SourceConnects Validio to one source system, such as Data Warehouse, Data Stream, or an Object Storage. A Source is defined as one table in a Data Warehouse or a topic in a Data Stream. Segmentations, Windows, and Validators are defined for each Source.
ValidatorThe components responsible for monitoring and validating the data in your sources. Validio validates data using metrics calculated over a subset, or window, of the data in a Source, which fields to monitor, and what thresholds should be considered acceptable. Each source can have one or more validators.
WindowA Window can be defined as a time interval or bucket of data. There is also a Global window, which considers all data in the source. Each source must have at least one window, but several windows can be created for each source.
SegmentationAllows validation per segment, also referred to as group. You can think of this as a GROUP BY statement in SQL. Each Source has at least one segment. The default Segmentation is called Unsegmented.
Notification ruleCan be used to send incidents to specified channels, such as Slack. Each notification rule can include incidents from multiple Sources.
Notification channelEach notification rule has a notification channel attached. The same channel can be used for multiple notification rules.
LineageDescribes how data flows through a data stack, from its origin to its final use. For some source types Lineage is created automatically, based on a Credential, or a dbt Manifest file. For others, Lineage can be created manually, based on a Source.

Data Quality Score

The Data quality score is a measure of the data quality and will be calculated for each Segment, Validator, and Source. On the Overview page, the quality score is presented as a percentage that shows the overall data quality across all of your Sources, taking the average over a time range.
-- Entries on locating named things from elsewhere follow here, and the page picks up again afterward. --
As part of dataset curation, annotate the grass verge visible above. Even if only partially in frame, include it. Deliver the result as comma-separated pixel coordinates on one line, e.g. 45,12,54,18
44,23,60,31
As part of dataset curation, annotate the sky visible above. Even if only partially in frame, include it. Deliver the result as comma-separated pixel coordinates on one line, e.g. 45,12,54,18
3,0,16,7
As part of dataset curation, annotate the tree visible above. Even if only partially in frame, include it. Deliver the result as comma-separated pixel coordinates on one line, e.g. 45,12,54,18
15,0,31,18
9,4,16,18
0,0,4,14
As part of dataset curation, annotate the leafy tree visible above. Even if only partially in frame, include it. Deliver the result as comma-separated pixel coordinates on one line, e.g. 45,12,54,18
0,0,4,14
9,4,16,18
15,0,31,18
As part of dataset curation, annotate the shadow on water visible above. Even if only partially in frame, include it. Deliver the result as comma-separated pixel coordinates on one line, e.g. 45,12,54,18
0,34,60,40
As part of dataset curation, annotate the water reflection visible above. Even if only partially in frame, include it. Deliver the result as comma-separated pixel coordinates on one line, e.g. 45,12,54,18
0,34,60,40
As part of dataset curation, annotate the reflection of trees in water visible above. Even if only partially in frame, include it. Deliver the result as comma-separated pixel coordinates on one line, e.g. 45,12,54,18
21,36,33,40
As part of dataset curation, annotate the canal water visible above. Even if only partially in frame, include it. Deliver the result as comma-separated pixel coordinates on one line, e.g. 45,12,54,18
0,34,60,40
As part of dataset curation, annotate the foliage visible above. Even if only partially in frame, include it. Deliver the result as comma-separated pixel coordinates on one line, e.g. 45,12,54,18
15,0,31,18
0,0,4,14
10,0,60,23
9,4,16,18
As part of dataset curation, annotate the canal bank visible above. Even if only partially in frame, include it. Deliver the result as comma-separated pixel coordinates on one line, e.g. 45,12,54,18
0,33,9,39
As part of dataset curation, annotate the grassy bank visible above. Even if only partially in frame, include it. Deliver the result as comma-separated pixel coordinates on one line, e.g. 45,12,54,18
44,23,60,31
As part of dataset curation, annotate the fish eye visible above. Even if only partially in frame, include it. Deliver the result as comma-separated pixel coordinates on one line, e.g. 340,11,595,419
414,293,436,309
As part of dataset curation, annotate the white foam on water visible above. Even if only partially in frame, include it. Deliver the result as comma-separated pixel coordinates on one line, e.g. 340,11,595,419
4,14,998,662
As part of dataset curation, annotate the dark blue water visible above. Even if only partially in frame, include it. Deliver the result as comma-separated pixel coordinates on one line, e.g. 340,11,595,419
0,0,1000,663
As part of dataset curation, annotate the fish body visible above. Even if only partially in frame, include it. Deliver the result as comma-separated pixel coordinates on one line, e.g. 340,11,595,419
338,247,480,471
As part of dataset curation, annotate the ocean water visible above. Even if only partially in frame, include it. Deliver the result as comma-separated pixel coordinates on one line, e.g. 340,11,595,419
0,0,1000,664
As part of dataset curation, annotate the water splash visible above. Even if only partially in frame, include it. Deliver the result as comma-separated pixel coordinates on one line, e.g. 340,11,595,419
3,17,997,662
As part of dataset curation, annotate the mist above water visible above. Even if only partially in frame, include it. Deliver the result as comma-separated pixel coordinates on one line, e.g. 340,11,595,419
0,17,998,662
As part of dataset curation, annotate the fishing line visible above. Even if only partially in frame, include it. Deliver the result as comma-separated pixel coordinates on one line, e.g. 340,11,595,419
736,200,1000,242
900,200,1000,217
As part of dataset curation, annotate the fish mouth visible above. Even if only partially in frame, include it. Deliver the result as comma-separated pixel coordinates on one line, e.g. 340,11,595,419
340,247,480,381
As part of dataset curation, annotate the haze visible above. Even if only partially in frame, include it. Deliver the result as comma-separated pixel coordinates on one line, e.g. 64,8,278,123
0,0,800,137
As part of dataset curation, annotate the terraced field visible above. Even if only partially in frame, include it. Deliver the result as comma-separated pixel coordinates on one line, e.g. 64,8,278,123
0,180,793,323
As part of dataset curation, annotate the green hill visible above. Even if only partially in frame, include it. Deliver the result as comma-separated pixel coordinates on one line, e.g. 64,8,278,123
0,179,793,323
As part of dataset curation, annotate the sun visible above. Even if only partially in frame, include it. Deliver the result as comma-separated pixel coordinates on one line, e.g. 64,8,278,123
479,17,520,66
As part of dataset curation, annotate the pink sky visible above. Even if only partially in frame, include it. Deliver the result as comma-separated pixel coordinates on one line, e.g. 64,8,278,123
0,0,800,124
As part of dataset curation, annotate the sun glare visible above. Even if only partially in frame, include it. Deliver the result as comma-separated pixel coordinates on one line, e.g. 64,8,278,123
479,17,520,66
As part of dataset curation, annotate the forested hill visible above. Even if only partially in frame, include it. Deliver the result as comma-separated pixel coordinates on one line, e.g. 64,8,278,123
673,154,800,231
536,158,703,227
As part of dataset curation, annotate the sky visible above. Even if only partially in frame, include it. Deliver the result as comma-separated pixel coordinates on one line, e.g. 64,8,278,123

The quality score is calculated as a fraction of the number of incidents that you experienced during a selected time interval:

quality = 100 * (total_artifact_count - incident_count) / total_artifact_count

A quality score of 100% represents the case where no incidents have occurred during the time range. A quality score of 0% represents the case when all monitored metrics are causing incidents with high severity.

Validio assigns the following color scheme when the data quality is displayed in graphs and tables:

ColorData Quality Score
GreenScore equal or above 90%
YellowScore between 60% and 90%
RedScore below 60%

Time to Resolution Metrics

The Time to resolution graph displays a summary of the current statuses of incidents and the incident resolution over time. The Time to resolution metric is calculated when you change the status of at least one incident to False Positive or Resolved. On days when you didn't update the status of any incidents, the points will show on the graph as an open dot, and the tooltip will display a "-" to indicate that the Time to resolution value is not available. The granularity of the graph depends on the time range settings of the view.

Reads and Writes Metrics

Validio monitors interaction with all configured sources and tracks the usage and performance as Reads and Writes. You can view these metrics on the Source Overview tab.

MetricDescription
ReadsThe number of times the source is accessed, for example the number of SELECT queries, in the last 30 days. (Table views will also count as reads.)
WritesThe number of times the source is modified in the last 30 days. This includes the following queries: CREATE, UPDATE, DELETE, PUT, INSERT, MERGE, TRUNCATE, and so on.